Hm. Seems like something that should have just jumped out at me. Oh well. I guess what I'd do then is (the verb class instance) "give" would look for two nouns and in the order they are given.
Although what exactly does BNF mean? This is really unfamiliar territory to me; I don't even know what a tokenizer is.
A tokenizer parses a string and splits it up by tokens, usually whitespace, it has no idea what is a verb or a noun or even a legitimate word. It used to be the de facto method for basic string parsing in Java (I mean, in the early days of Java, back when I was actually doing classes in it), but it is now deprecated in favor of Java's 'regular expression' library.
Regular expressions are currently the preferred method of parsing strings in Java. I'd recommend looking them up if you plan to do any string parsing at all. They look complicated, but in fact they are very simple, they are just a method of identifying arbitrary patterns in strings.
For example, the regular expression:
\b[a-zA-Z]+\b
matches out all individual words consisting only of alphabetical characters.
The simplest way to use regular expressions to break out text in Java is to use the String.split() method:
String[] String.split(String regexp)
which splits a string based on the specified regular expression and gives you back an array of all the resulting substrings. It's like the tokenizer, but the tokens are specified in terms of regular expressions, so the code:
String someWords = "Here are some words."

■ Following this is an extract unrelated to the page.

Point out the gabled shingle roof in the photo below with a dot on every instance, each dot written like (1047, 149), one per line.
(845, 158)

String[] splitWords = someWords.split("\\W");
ought to yield the array:
{"Here", "are", "some, "words"}
Since \W, or \\W as it's written in a Java string is the regular expression code for any non-word character, such as a space or tab, this splits the strings up around the whitespace.
BNF, or Backus-Naur Form, is a language used to describe a type of formal grammar called a 'context-free' grammar. A formal grammar consists of a vocabulary set, two sets of symbols (a terminal and non-terminal set) a series of replacement rules, called productions, which define all strings which can be generated using that grammar. For example, the productions:
S -> AB
A -> a | aa
B -> b | bb
begin at the start symbol S and can generate the strings "ab", "aab", "abb" and "aabb". Backus-Naur form is simply a particular method of writing productions which is commonly used because it is easy to interpret computationally. You don't necessarily need to use it, but it's good to understand how productions contribute to parsing. For example, the Backus-Naur form of a really simple English-like grammar with a small number of words could be:
<article> := "the" | "a"
<noun> := "dog" | "cat"
<verb> := "runs" | "swims"
<adverb> := "quickly"
<noun phrase> := <article> <noun>
<verb phrase> := <verb> | <verb> <adverb>
<sentence> := <noun phrase> <verb phrase> "."

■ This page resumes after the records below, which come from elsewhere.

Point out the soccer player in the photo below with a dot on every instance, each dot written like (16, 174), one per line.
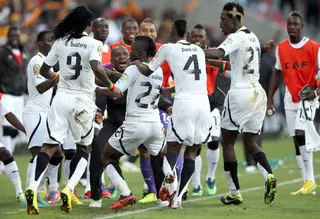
(245, 104)
(10, 165)
(116, 113)
(35, 115)
(190, 127)
(199, 37)
(100, 30)
(142, 122)
(130, 30)
(73, 107)
(297, 59)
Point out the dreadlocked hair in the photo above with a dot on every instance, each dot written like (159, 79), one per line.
(234, 10)
(73, 25)
(146, 44)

Which would produce the sentences "the dog runs.", "the dog swims.", "a dog runs quickly", "the cat swims quickly", etc. Repeatedly applying the productions of a grammar results in a 'parse tree.' or a tree where the root is the start symbol and the leaves are a series of 'terminals,' or symbols which cannot be replaced using any rules in the grammar. A non-terminal is any symbol which is not a terminal.
Parsing comes down to taking input and determining whether or not it can be generated by the grammar in question. Using the above productions, the input "a cat runs." would be given the green light but "runs the quickly cat." would fail. The two methods of parsing a string to see whether it can be generated using a given grammar are top down and bottom up.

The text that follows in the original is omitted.